One could conjecturally view the curators of LIFT11 here as critics whose vehicle was installation rather than the more conventional textual format and whose object of analysis was the urban space of Tallinn. Which roles were fulfilled by the texts they curated?
At least eight of the installations (Audio Tour Of Street Space, Chime, The Pier, Kalarand, To The Sea, A Path In The Forest, Soodevahe, Detectors) were mainly descriptive texts, giving a fair overview of the selected place. Descriptive criticism helps to notice and highlight something which might otherwise be missed. Descriptive criticism also has an important role regarding the future, as the exact answers to the questions what, when, where, why, how and who will years later form a basis for detailed interpretations and evaluations.
Interpretation is characterised by Attoe as drawing a veil between architecture and the observer. The transparency of the veil depends on how skilfully the critical discourse, theory, method, etc. is used. Those who are good at the interpretative discourse can make the reader forget that the interpretation relies on the currently valid canon, not on the facts. As boundaries blur between facts and interpretation, it is easy to present changeable values as the fundamental ones. For example, The Pier, Kalarand and Soodevahe presented a well-veiled sustainability, green thought, development without change and perhaps also volatile genius loci to the audience as the only proper solution to the problems raised.
Evaluation means setting up a hierarchy of values, and this is something intrinsically characteristic of the human species. Thus there is no surprise that all eleven installations were, above all, self-assured evaluators, judges, who loudly pronounced what needs to be developed or eradicated in the city. The most modest of the judges was the reverent O, which seemed to consider all urban space as equally fascinating.
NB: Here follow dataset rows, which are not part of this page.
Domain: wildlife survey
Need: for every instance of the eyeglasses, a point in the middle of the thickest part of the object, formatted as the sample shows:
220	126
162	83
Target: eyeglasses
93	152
None of the critical texts brought into the city by the curators saw its purpose in analysing its own status as an urban installation, as the main emphasis was rightly put on solving the city’s problems. Therefore, LIFT11 added nothing essentially new to the genre of urban installation. Despite the genre boundaries having been left unreformed, I would still underline the international acclaim of O, The Pier and A Path In The Forest in the specialised media, thanks to which perhaps a place was secured in the image bank of the history of urban installations. To which extent one or another of LIFT11’s texts qualified as a work of art eventually still depended on what was mentioned in the introduction: on who were the best in addressing the genius loci, the requirements of the Capital of Culture and the problem raised by the installation itself.
 In Wayne Attoe, ‘The Role of the Critic’, in Ben Farmer et al. (eds.), Companion to Contemporary Architectural Thought (London and New York: Routledge, 1993).